E-cadherin–dependent cell adhesion is a calcium-dependent process and is regulated by a number of cytoplasmic proteins such as alpha-catenin, moesin, exrin, and radixin. Recent evidence has shown that cadherin-mediated cell–cell adhesion is also controlled by NF2 gene–coded merlin protein, which is lost or inactivated in the majority of meningioma cells.

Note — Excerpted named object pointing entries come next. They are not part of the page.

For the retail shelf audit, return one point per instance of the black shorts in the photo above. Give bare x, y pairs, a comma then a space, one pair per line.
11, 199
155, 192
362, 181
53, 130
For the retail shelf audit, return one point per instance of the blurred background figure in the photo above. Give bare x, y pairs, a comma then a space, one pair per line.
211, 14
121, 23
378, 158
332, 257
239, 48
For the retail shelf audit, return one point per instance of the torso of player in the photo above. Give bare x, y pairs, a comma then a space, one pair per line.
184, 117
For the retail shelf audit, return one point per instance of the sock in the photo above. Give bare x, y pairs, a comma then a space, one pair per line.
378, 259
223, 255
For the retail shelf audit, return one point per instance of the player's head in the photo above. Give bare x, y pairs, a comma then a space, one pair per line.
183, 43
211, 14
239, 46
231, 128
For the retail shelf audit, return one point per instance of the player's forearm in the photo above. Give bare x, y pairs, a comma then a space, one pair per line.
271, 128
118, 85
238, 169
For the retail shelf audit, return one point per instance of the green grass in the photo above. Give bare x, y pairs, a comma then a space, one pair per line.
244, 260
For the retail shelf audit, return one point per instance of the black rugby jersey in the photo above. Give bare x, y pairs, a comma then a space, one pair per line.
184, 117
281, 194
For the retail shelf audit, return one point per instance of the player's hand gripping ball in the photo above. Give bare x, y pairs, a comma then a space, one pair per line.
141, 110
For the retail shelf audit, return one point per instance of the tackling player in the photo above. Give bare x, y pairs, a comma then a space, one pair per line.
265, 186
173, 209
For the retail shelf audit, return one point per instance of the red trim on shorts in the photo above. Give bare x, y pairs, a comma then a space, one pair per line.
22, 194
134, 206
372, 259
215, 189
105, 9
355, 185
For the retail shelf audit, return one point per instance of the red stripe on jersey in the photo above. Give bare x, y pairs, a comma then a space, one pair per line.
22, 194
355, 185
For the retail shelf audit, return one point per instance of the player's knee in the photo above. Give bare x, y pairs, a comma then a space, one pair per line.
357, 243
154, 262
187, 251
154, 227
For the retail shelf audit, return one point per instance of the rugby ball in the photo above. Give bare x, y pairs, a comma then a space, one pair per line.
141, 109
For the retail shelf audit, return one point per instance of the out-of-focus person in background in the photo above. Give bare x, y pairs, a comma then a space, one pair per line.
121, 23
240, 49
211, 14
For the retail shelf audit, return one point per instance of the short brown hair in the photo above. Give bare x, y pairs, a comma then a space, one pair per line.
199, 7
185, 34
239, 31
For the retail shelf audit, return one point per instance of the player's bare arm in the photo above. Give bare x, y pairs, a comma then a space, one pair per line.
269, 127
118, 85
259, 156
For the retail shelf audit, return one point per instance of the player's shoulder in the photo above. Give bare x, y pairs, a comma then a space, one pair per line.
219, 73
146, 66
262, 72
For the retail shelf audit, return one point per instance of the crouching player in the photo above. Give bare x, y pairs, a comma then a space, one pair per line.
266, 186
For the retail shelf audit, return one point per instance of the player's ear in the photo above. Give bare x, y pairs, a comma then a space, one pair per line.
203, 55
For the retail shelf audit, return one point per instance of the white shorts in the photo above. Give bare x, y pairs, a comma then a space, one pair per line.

Apart from their involvement in CSF absorption process in arachnoid villi, cadherins have profound roles in embryogenesis, normal tissue growth, and maintenance of the tumor cell nest. Shimoyama and colleagues reported that E-cadherin is expressed in all epithelial tissues and cancer cells, loss of which may contribute to the invasiveness of cancer cells. Interestingly, most meningiomas display en block growth, compressing the surrounding brain without infiltration. This growth pattern can be partly explained by the expression of E-cadherins, particularly in syncytial and transitional types of meningiomas. Several experimental studies reported an inverse correlation between the invasiveness of meningiomas and the expression of E-cadherins. Further, variations exist between the expressions of E-cadherin in different meningioma subtypes: It is expressed diffusely in syncytial type, less in transitional type, and not expressed in the fibroblastic type. This variation in the expression of E-cadherins in meningioma types correlates with the proposed corresponding cell types in arachnoid villi. Tohma and colleagues ³³ claimed that meningiomas may derive from arachnoid cells or fibroblasts (fibrous capsule) in the arachnoid villi rather than a single uniform cell based on the expression pattern of E-cadherin in different meningioma types. It is noteworthy that whereas fibrous capsule and the fibroblastic type of meningiomas do not express E-cadherin, the rest of the layers of arachnoid villi (cap cell cluster, arachnoid layer, and core arachnoid cells), and the proposed corresponding meningioma types do express E-cadherins. Tohma and colleagues also demonstrated ultrastructurally that E-cadherins are distributed along the cell borders in meningioma cells whereas they are localized at the intermediate junctions and anchored to cytoskeleton via intracytoplasmic microfilaments in normal arachnoid cells.³³ This change in the distribution of E-cadherin was thought to be at the receptor level, rendering the E-cadherin inactive and thus resulting in more arbitrary architecture and the increased motility of embryonic and meningioma cells.

Prostaglandin D₂ synthase

Prostaglandin D₂ synthase (PGDS or β-trace) is an enzyme playing a role in the synthesis of prostaglandin D₂ in the central nervous system (CNS).^9,³⁵ The function of PGDS in arachnoid and meningioma cells was reported in detail by Yamashima and colleagues in 1997. This study demonstrated that PGDS is localized mainly in the rough endoplasmic reticulum of arachnoid cells and detected in higher concentrations in the core arachnoid cells, suggesting that it may play role in the CSF absorption process.⁹

The authors also showed diffuse expression of PGDS in meningioma cells. However, the exact role of PGDS in meningioma cells is yet to be identified, besides its being a candidate universal cell marker for meningiomas as proposed by Yamashima and colleagues.